Manchester City are three games into an April in which they play eight matches as they challenge for an unprecedented quadruple by adding the Premier League, Champions League and FA Cup to the League Cup they have already won.
That schedule could be added to if they manage to overturn a 1-0 first-leg deficit in their Champions League quarter-final against Tottenham and reach the semi-finals.
"In any sport when you get such a run there is a risk of burning out because it just keeps coming," said Peters.
"It's very important that you see it almost as a hurdles race where you are not meant to be clearing three or four hurdles at a time; you have got 10 to jump."
City boss Pep Guardiola has described his team as a "machine", which Peters said is "a perfect example".
"It's a good way of looking at it," Peters said. "You just expect the machine to run - just keep oiling it - rather than start to think, 'What could happen? We might get exhausted. We might get mentally tired.'
"That's not really that helpful. It's much more helpful to have a positive outlook, say this is the plan and follow the plan."
The impact of late goals
Liverpool have scored 15 goals in the final 10 minutes of league matches this season. That converts to earning them seven extra points, as opposed to City's nine goals, resulting in no extra points.
|Late goal drama|
|Goals scored in last 10 mins||Goals conceded in last 10 mins||Points won on goals scored after 80 mins||Points lost after goals conceded after 80 mins||Difference|
According to Peters, late goals can have a demoralising effect if the outcome you built up to does not materialise.
"You go through effectively a mini grief reaction because what you have really done is set yourself up for this," he said.
"You have an expectation, which is realistic and reasonable, that you are going to gain these points; they're going to not get the points. You've made all that up, but actually it's a bit premature.
"You've jumped ahead of yourself because you are saying 'if this happens', and then when it doesn't happen.

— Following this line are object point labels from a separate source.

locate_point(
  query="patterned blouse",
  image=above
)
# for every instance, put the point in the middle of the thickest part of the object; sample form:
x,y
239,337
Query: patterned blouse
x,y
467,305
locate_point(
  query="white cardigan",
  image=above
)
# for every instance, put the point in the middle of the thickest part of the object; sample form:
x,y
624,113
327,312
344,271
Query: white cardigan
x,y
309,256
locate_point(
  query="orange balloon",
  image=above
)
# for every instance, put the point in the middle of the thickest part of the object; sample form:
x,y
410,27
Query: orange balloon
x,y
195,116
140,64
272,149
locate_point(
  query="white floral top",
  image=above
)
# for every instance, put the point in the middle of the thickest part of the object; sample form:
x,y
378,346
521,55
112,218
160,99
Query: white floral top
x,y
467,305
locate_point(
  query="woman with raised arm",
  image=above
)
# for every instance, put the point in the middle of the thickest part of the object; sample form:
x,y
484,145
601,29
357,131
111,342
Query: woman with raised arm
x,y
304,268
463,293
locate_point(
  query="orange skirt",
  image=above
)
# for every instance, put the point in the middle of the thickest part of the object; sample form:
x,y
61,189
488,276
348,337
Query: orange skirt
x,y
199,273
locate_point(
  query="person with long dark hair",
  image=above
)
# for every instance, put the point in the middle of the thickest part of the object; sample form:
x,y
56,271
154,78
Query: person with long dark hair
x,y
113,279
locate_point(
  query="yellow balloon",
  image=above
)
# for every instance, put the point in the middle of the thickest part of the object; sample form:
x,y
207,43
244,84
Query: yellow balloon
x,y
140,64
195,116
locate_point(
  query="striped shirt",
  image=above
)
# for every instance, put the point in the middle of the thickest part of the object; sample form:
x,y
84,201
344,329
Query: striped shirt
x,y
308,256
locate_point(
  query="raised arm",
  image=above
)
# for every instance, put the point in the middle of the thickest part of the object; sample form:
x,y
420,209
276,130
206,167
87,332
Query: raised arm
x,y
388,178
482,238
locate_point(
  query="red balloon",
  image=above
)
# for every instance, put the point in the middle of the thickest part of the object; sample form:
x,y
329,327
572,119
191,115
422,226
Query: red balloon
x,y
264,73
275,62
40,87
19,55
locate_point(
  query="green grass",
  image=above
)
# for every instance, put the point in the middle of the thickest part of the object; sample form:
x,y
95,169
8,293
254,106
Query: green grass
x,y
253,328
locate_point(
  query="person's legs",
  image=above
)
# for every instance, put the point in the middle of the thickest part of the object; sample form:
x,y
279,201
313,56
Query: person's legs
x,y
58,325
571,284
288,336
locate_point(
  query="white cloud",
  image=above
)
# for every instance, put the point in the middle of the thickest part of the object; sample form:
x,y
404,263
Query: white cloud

Like anything in life, if it doesn't go the way we want it to, you go through disappointment.
"You react to it emotionally, which is pretty healthy and natural, and then you have to say, 'let's work through those emotions and process them'.
"It's the same as when we didn't win the league with Liverpool. It was a gutting experience because you built up all season and there was an anticipation that it could happen.
"You are always going to form expectations, and that means when they don't come to fruition you go through a disappointment. You just have to get over it, regroup and get on again."